Near extinct mockingbird to be re-introduced

The Charles Darwin Research Station recently announced its efforts to re-introduce the nearly extinct Floreana Mockingbird back to... Floreana island!   This very rare bird (about 100 individuals only!) survives only on two tiny islands just off the coast of Floreana, in small numbers.  With the help of a Mexican scientist experienced in this kind of work (he successfully re-introduced the kakariki, a species of parrot,  to its native habitat in New Zealand).

Floreana Mockingbird



Though it is popularly believed that the finches of Galapagos contributed mostly to Charles Darwin's thinking on evolution, in fact, his writings clearly indicate that the Galapagos mockingbirds were more important in this regard.   Darwin took the time to note the differences in the mockingbirds he collected in Galapagos, and to note the islands from which he had collected them.   He didn't do this for the finches.
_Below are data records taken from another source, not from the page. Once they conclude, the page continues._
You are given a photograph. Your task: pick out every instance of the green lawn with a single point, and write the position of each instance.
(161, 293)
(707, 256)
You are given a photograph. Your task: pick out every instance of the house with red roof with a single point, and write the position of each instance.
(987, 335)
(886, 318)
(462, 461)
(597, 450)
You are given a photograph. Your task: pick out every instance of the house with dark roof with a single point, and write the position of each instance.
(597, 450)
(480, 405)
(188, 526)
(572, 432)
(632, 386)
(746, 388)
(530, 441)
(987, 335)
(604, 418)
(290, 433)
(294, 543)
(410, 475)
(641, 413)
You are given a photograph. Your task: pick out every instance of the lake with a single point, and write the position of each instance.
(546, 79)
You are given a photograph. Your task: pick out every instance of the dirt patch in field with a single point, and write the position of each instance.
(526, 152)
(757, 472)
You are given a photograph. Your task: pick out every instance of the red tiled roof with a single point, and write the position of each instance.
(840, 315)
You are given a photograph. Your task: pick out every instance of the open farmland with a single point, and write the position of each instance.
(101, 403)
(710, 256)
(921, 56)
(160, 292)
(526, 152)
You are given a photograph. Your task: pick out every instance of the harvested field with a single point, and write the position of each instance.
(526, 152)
Galapagos mockingbirds are wonderful to observe.  They are inquisitive and very alert.   When CNH Tours lived in Galapagos, on hot days, we'd leave the door to our house open, and a mockingbird would come in and look around for any stray spiders or insects in various nooks and crannies (it was never disappointed!).    Española mockingbirds are the most brazen - they will peck at your shoe laces if you let them.

The Floreana mockingbird was extirpated (e.g. disappeared from this particular place, but existed elsewhere) from Floreana likely as a result of the arrival of introduced species such as cats, rats, and perhaps chickens (which may have introduced diseases).  Scientists believe that recent cat and rat control efforts on Floreana island will allow for the successful re-introduction of the mockingbird there.